Um toco da velha árvore - Arte: Estevan |
Um
pescador vivia tranquilo, anos 70, 80...tinha seu rancho na praia, guardava sua
canoa, suas redes. Aí veio a lei e a força fez com ele o que a força sempre
faz, proibiu sua pesca, começo dos anos 90. Ele vendeu sua canoa, seus petrechos. O filho perguntou porque não
iam pescar mais. "A lei é como uma
rede de pesca, pega os peixes pequenos, mas os grandes pulam ou rasgam a rede.
Os peixes pequenos somos nós".
Ele ficou construindo casas, grandes casas em
condomínios, de turistas, trocou o remo pela enxada e cimento. Construiu muitas
casas, mas nunca conseguiu construir a sua. Morava de caseiro, um dia o dono
vendeu a casa com ele dentro, saiu sem indenização ou compensação alguma. Conseguiu outra
casinha, um quarto, para seguir de caseiro. Passaram mais uns anos, ele está
velho, mais de oitenta anos. E veio o dono e pediu a casa também. Não tem para
onde ir aqui, só tem uma mísera aposentadoria. Essa é a história que sempre
acontece e está acontecendo agora!
Escutei do meu amigo o relato acima. E o encerramento
é com esta revelação: “Esse homem é meu
pai”. Ou seja, a via sacra de tantos caiçaras continua. A cruz está mais pesada
desde o advento do turismo, quando as terras da beira mar foram cobiçadas para
empreendimentos imobiliários. Dela enxotaram os ranchos das canoas, as moradias
que respeitavam os jundus, os pequenos roçados
cultivados em rotatividade conforme a herança tupinambá, os caminhos de
servidão, as áreas destinadas aos passarinhos e pequenos animais (gambás, lagartos,
ouriços, cotias, preás etc.), os mangues com sua infinitude de seres e de vegetação
tão caras à nossa alimentação e à feitura de casa no pau a pique... Quem de nós
nunca se alimentou de manacarus, goiabas, araçás, pitangas e mais frutas das
restingas? Quem nunca se encantou com orquídeas, palmas e tantas outras flores
que só se encontravam nesses espaços? Quem nunca recorreu à erva baleeira, ao
saião, ao assa-peixe e outras plantas curativas que nos valiam nas enfermidades?

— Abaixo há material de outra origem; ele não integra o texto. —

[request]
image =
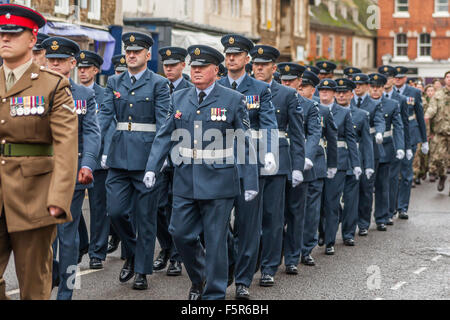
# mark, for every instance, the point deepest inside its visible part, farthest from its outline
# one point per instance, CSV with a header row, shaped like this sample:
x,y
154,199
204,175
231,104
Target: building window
x,y
95,8
401,45
318,45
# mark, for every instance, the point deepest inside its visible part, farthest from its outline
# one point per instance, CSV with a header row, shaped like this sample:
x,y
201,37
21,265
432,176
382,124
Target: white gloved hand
x,y
297,178
103,162
379,138
149,179
369,173
308,164
400,154
409,154
357,171
269,163
250,195
425,148
331,172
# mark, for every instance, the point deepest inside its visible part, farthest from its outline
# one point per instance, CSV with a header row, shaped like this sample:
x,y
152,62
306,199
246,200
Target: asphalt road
x,y
409,261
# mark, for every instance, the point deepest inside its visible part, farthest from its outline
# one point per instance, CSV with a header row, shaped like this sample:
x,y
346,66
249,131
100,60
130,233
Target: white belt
x,y
130,126
206,154
342,144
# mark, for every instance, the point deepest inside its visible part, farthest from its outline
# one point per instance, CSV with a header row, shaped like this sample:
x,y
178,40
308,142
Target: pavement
x,y
410,261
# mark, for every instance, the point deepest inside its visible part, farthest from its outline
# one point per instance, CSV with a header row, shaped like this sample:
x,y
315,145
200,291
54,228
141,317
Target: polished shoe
x,y
82,253
242,292
161,262
363,232
441,184
140,282
329,251
349,242
113,244
174,269
195,293
95,264
308,260
266,280
127,271
403,216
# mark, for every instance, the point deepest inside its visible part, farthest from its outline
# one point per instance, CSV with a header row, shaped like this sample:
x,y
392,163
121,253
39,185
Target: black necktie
x,y
201,97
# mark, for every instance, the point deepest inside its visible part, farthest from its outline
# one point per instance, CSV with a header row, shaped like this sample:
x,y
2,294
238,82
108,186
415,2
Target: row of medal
x,y
25,106
218,114
252,102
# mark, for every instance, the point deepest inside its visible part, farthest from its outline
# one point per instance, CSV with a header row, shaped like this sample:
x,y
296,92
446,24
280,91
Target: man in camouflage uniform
x,y
439,114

Quem nunca ouviu histórias de assombração beirando esses lugares sombreados de
outros tempos? Quem não reconhece, a partir do que o meu amigo contou, a assombração
máxima a infernizar o nosso espaço, a cultura caiçara, os últimos roceiros e
pescadores?
Assombração existe sim! Ninguém me contou. Pelas grimpas dos morros, correndo riscos, se virando como pode está o povo empobrecido e tantos caiçaras. Esse idoso que foi extorquido de tudo no decorrer dos anos agora está sem casa. Uma mísera aposentadoria lhe garante apenas a sobrevivência. É... o peixe miúdo vai desaparecendo. Vai se confirmando a profecia do Velho Zacarias da Ponta (da Fortaleza): “Haverá um tempo em que não haverá mais peixes, obrigando os tubarões a se devorarem uns aos outros”. Triste realidade.
Na Antiguidade escreveu o filósofo
Platão: “Boas pessoas não precisam de
leis para obrigá-las a agir responsavelmente, enquanto as pessoas ruins
encontrarão um modo de contornar a as leis”. Eu acrescento: criarão as leis
que lhes convém. Prova disto é o Marco Temporal contra os povos indígenas, a
flexibilização da leis trabalhistas desfavorável à dignidade das pessoas trabalhadoras, as mansões nos antigos roçados da nossa
terra, os empobrecidos catando migalhas para sustentar a vida etc. Enfim... Quem teria um abrigo a esse peixe pequeno que
envelheceu nessa labuta de sustentar a riqueza dos outros?